Chapter 5. High Availability

Two key requirements of Telcos for any application are performance and high availability (HA). In the multi-layered world of NFV, HA cannot be achieved only at the infrastructure layer. HA needs to be expansive and overarching in all aspects of design including hardware support, following best practice for layer 2 and layer 3 design of the underlay network, at the OpenStack level and last but not the least at the application layer. ETSI NFV (ETSI GS NFV-REL 001 V1.1.1 (2015-01)) defines “Service Availability” rather than talking in terms of five 9s. “At a minimum, the Service Availability requirements for NFV should be the same as those for legacy systems (for the same service)”. This refers to the end-to-end service (VNFs and infrastructure components).

5.1. Geo-redundancy

vEPC components such as SGW and PGW may be placed either centrally at the core datacenter (National Datacenter) or regionally to serve the local cell sites or exit points. The eNodeBs are collocated with the tower (Cell Site). In a 4G/LTE network, deciding which SGW (Ingress into the network) to use is typically based on subscriber location (Tracking Area Code). The subscriber connection terminates on the PGW. The decision of which PGW to assign to the subscriber depends on the context (APN) and other factors. The actual assignment may be done based on DNS lookup. This is shown in Figure 7.

Because of this reason, the SGW and the PGWs could be placed in regional datacenters closer to the service they need to provide. This approach is taken by many operators. However, in many deployments, the gateways, MME and other functions may be collocated in a centralized national data-center. GiLAN and IMS services are typically deployed only in the core of the mobile network.

Regardless of which way it is deployed, it is important to have redundancy built in at a datacenter level. Additionally geo-redundancy should also be factored in so that similar functions can be leveraged from other datacenters in case of a catastrophic failure at one of the datacenters. It should be noted that apart from using traditional routing to reroute traffic to the gateways/elements that became active due to the failure of the primary, SDN and Software Defined Wide Area Network (SD-WAN) technology could be employed to reprogram the underlying layer 2 and layer 3 networks to provide the appropriate level of bandwidth and functionality needed.

vEPC Georedundancy

Figure 7: Datacenter redundancy and deployment of vEPC

5.2. Chassis/Blade Redundancy

For lightweight All In One (AIO) deployments (shown in Figure 8, common datacenter design practice should be followed.

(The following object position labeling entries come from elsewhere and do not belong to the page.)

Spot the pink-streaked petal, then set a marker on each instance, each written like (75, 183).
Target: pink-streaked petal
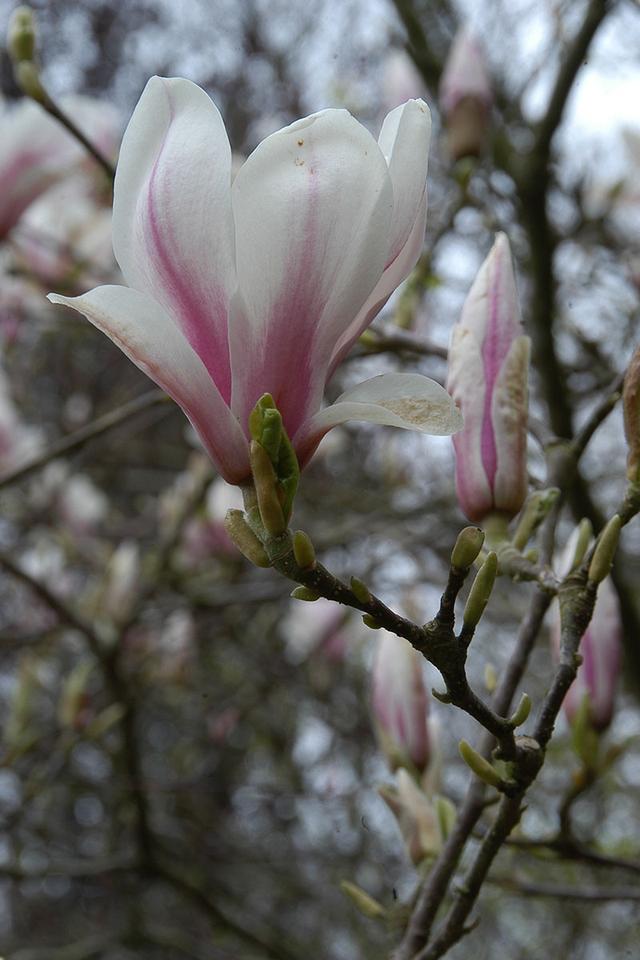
(509, 406)
(404, 141)
(150, 338)
(466, 385)
(395, 273)
(406, 400)
(172, 220)
(312, 208)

Don’t place active and standby VNFs on the same chassis/host. Follow datacenter and cloud deployment best practices:

  • Blade Redundancy - DO NOT deploy active and standby instance of the same/related VNF on the same host/blade
  • Chassis Redundancy - DO NOT deploy active and standby instances of the same/related VNF on the same chassis
  • Rack Redundancy - DO NOT deploy active and standby instances of the same/related VNF on the same rack/row
VoLTE and IMS

Figure 8: Lightweight, AIO VPC deployment

Multi-server deployments regardless of whether they run on top of KVM or a full fledged OpenStack deployed in HA mode should follow the above mentioned Chassis/Blade redundancy best practices. In addition, HA best practices should be followed at the application layer. Typically, VPC VNFs have dedicated VMs acting as Control Modules which handles control traffic and the data traffic is typically handled by switching or Service Modules. Depending on whether a single chassis is being deployed or multiple chassis are being deployed, it will be important to place the control modules and service modules to allow for high availability and redundancy.

Single chassis VNF

Figure 9: Single Chassis deployment of control and switching modules.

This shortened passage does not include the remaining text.